Чем большую скорость мы набрали, тем труднее нам развернуться; чем больше мы вложились, тем тяжелее нам бросить все это. Чем дальше мы живем, тем больше у нас накапливается привычек, доведенных до автоматизма, проторенных дорожек, по которым текут наши мысли и эмоции, сложившихся черт характера, которые чем дальше, тем больше каменеют.
От заносчивости юноши до ожесточенного упрямства старика лежат десятилетия решений, которые сделали беду этого человека хуже. Так бывает, что человек уже в самых преклонных годах, на пороге вечности, ветхий и немощный телом, когда, кажется, страсти должны угаснуть вместе с физическими возможностями им предаваться, поражает своим ожесточенным властолюбием и гордостью, и более всего переживает, как бы его не лишили положенных ему, по его убеждению, почестей.

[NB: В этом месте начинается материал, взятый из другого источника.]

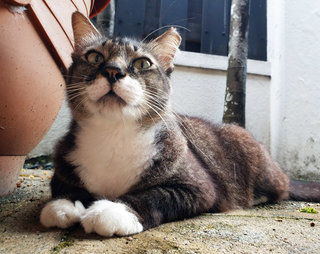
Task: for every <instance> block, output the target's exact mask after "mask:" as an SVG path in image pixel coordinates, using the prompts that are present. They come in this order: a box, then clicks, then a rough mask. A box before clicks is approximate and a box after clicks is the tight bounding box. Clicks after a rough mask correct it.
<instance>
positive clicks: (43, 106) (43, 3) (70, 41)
mask: <svg viewBox="0 0 320 254" xmlns="http://www.w3.org/2000/svg"><path fill="white" fill-rule="evenodd" d="M98 2H99V6H98V7H99V8H97V10H96V8H95V9H94V12H95V11H99V10H100V9H101V8H102V7H103V4H101V2H103V3H104V4H106V3H107V2H108V1H98ZM93 3H94V1H93V0H83V1H82V0H80V1H72V0H59V1H57V0H32V1H31V0H6V1H5V2H4V1H3V0H0V34H1V39H0V195H6V194H8V193H10V192H11V191H12V190H13V189H14V187H15V183H16V180H17V177H18V175H19V172H20V170H21V169H22V166H23V162H24V159H25V156H26V155H27V154H28V153H29V152H30V151H31V150H32V149H33V148H34V147H35V146H36V145H37V144H38V143H39V142H40V141H41V139H42V138H43V136H44V135H45V134H46V132H47V131H48V130H49V128H50V126H51V124H52V123H53V121H54V120H55V118H56V116H57V113H58V111H59V109H60V107H61V105H62V101H63V97H64V79H63V75H62V74H61V71H62V73H63V72H65V71H66V69H67V67H68V66H69V64H70V63H71V52H72V50H73V34H72V28H71V14H72V13H73V12H74V11H76V10H78V11H80V12H82V13H83V14H84V15H86V16H89V15H90V14H91V15H92V14H94V12H92V9H93V6H94V5H93ZM16 5H20V6H25V8H26V10H25V11H24V12H22V13H15V12H14V11H12V7H13V6H16Z"/></svg>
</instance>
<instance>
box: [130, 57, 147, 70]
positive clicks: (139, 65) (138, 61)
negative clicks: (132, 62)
mask: <svg viewBox="0 0 320 254" xmlns="http://www.w3.org/2000/svg"><path fill="white" fill-rule="evenodd" d="M151 65H152V63H151V61H150V60H149V59H148V58H138V59H136V60H135V61H134V62H133V67H134V68H136V69H138V70H145V69H149V68H150V67H151Z"/></svg>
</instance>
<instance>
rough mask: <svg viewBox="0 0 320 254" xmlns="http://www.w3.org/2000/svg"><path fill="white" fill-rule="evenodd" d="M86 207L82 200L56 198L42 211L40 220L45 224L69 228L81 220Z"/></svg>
mask: <svg viewBox="0 0 320 254" xmlns="http://www.w3.org/2000/svg"><path fill="white" fill-rule="evenodd" d="M84 212H85V208H84V206H83V205H82V203H81V202H80V201H76V202H74V203H73V202H72V201H70V200H68V199H56V200H52V201H50V202H48V203H47V204H46V205H45V206H44V208H43V209H42V211H41V214H40V222H41V224H42V225H43V226H45V227H47V228H49V227H58V228H68V227H70V226H72V225H74V224H76V223H78V222H80V217H81V215H82V214H83V213H84Z"/></svg>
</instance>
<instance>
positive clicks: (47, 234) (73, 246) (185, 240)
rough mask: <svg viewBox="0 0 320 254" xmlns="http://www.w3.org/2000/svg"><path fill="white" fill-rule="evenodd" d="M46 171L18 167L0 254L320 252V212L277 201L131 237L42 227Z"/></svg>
mask: <svg viewBox="0 0 320 254" xmlns="http://www.w3.org/2000/svg"><path fill="white" fill-rule="evenodd" d="M51 174H52V173H51V171H45V170H23V171H22V172H21V175H20V181H19V182H18V184H17V185H18V186H19V187H18V188H17V189H16V191H15V192H14V193H13V194H11V195H9V196H8V197H2V198H0V253H5V254H8V253H19V254H20V253H33V254H35V253H148V254H156V253H183V254H184V253H320V215H319V213H318V214H311V213H303V212H301V211H300V209H301V208H303V207H306V206H307V205H309V206H311V207H314V208H315V209H317V210H318V211H319V210H320V204H307V203H304V202H291V201H288V202H282V203H280V204H274V205H266V206H258V207H255V208H253V209H248V210H237V211H232V212H229V213H224V214H203V215H201V216H199V217H196V218H193V219H188V220H184V221H179V222H174V223H167V224H164V225H161V226H160V227H158V228H154V229H151V230H148V231H146V232H143V233H141V234H137V235H133V236H130V237H118V238H111V239H108V238H103V237H100V236H98V235H96V234H85V233H84V231H83V229H82V228H81V227H80V226H75V227H73V228H71V229H67V230H61V229H49V230H47V229H45V228H44V227H42V226H41V225H40V223H39V213H40V210H41V207H42V206H43V204H44V203H45V202H46V200H48V199H49V181H50V177H51Z"/></svg>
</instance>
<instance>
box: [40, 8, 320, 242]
mask: <svg viewBox="0 0 320 254" xmlns="http://www.w3.org/2000/svg"><path fill="white" fill-rule="evenodd" d="M72 25H73V31H74V40H75V50H74V53H73V55H72V58H73V64H72V65H71V67H70V69H69V76H68V77H67V78H66V83H67V84H66V89H67V96H68V101H69V106H70V108H71V111H72V116H73V121H72V123H71V126H70V130H69V132H68V133H67V134H66V135H65V136H64V138H63V139H62V140H61V141H60V142H59V143H58V145H57V147H56V154H55V166H56V170H55V173H54V176H53V178H52V182H51V190H52V197H53V200H51V201H50V202H48V203H47V204H46V205H45V207H44V208H43V210H42V212H41V215H40V221H41V223H42V224H43V225H44V226H45V227H54V226H56V227H60V228H67V227H70V226H71V225H73V224H75V223H81V224H82V226H83V228H84V230H85V231H86V232H87V233H90V232H95V233H97V234H99V235H102V236H113V235H119V236H123V235H129V234H135V233H139V232H141V231H143V230H146V229H149V228H152V227H155V226H158V225H159V224H161V223H164V222H168V221H173V220H179V219H183V218H188V217H192V216H195V215H198V214H201V213H203V212H224V211H228V210H230V209H235V208H246V207H251V206H252V205H253V204H255V203H256V202H257V201H259V200H261V198H264V199H265V201H271V202H274V201H279V200H284V199H287V198H289V179H288V178H287V176H286V175H285V174H284V173H283V172H282V171H281V170H280V169H279V167H278V166H277V165H276V164H275V163H274V162H273V161H272V160H271V158H270V156H269V154H268V153H267V152H266V150H265V149H264V148H263V147H262V146H261V145H260V144H259V143H257V142H256V141H255V140H254V139H253V138H252V136H251V135H250V134H249V133H248V132H247V131H246V130H244V129H242V128H240V127H237V126H234V125H213V124H211V123H209V122H206V121H204V120H201V119H199V118H195V117H188V116H181V115H177V114H175V113H174V112H173V110H172V109H171V106H170V93H171V84H170V74H171V73H172V71H173V59H174V55H175V53H176V51H177V50H178V48H179V45H180V42H181V37H180V36H179V34H178V33H177V31H176V30H175V29H174V28H170V29H169V30H167V31H166V32H165V33H164V34H162V35H161V36H160V37H158V38H156V39H154V40H152V41H150V42H148V43H145V42H139V41H135V40H131V39H127V38H116V39H112V40H110V39H106V38H104V37H103V36H101V34H100V33H99V32H98V31H97V30H96V29H95V28H94V26H93V25H92V24H91V23H90V21H89V20H88V19H86V18H85V17H84V16H83V15H82V14H80V13H78V12H76V13H74V14H73V16H72ZM317 191H318V192H317V193H316V194H315V197H316V200H319V199H320V192H319V189H318V190H317ZM300 194H301V193H300ZM300 194H299V193H298V195H296V196H294V197H295V198H296V199H299V198H300V196H301V195H300ZM292 195H293V194H292ZM309 198H310V197H309Z"/></svg>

Когда такой человек занимает высокое положение в социальной или религиозной иерархии, это бросается в глаза всем, когда он мало кому известен, он удручает своих домашних и врачей — но набор симптомов один и тот же. Вот-вот (реальный или воображаемый) скипетр уже выпадет из его высохшей руки — но он вспыхивает гневом и яростью, когда кто-то смеет не признавать его диктата.
Примет ли Бог его покаяние, если он покается? Несомненно примет. Беда в том, что он сам не хочет допустить и мысли, что он был в чем-то неправ и ему есть в чем каяться. Как человек оказался в таком состоянии? Раз за разом принимая неправильные решения, которые все более и более цементировали пагубные черты его характера.
Бывает, что человек этим открыто гордится — «Я такой человек! Я милости просить не стану!» Годы тренировок создают спортсмену мощное, мускулистое тело. Если десятилетиями тренировать ожесточенное упорство, в нем можно достичь своего рода мрачного совершенства. Но речь может идти и не о пороках личности, которые всем очевидны и достают окружающих, а о своего рода духовной замурованности, когда человек годами строит стену, которая должна надежно отделить его от Бога, и, к концу жизни, выстраивает. Постоянный отказ слушать приводит к неспособности слышать. И вот уже находясь на пороге смерти, и зная об этом, человек смотрит сериалы или ругается с медсестрами, но совершенно не интересуется покаянием, Богом и вечным спасением.
Поэтому говорить о том, что «через тридцать лет я обращусь к Богу» крайне опрометчиво. Почему я думаю, что после тридцати лет «нет» мне будет легче сказать «да»? Во что меня могут превратить эти тридцать лет противления?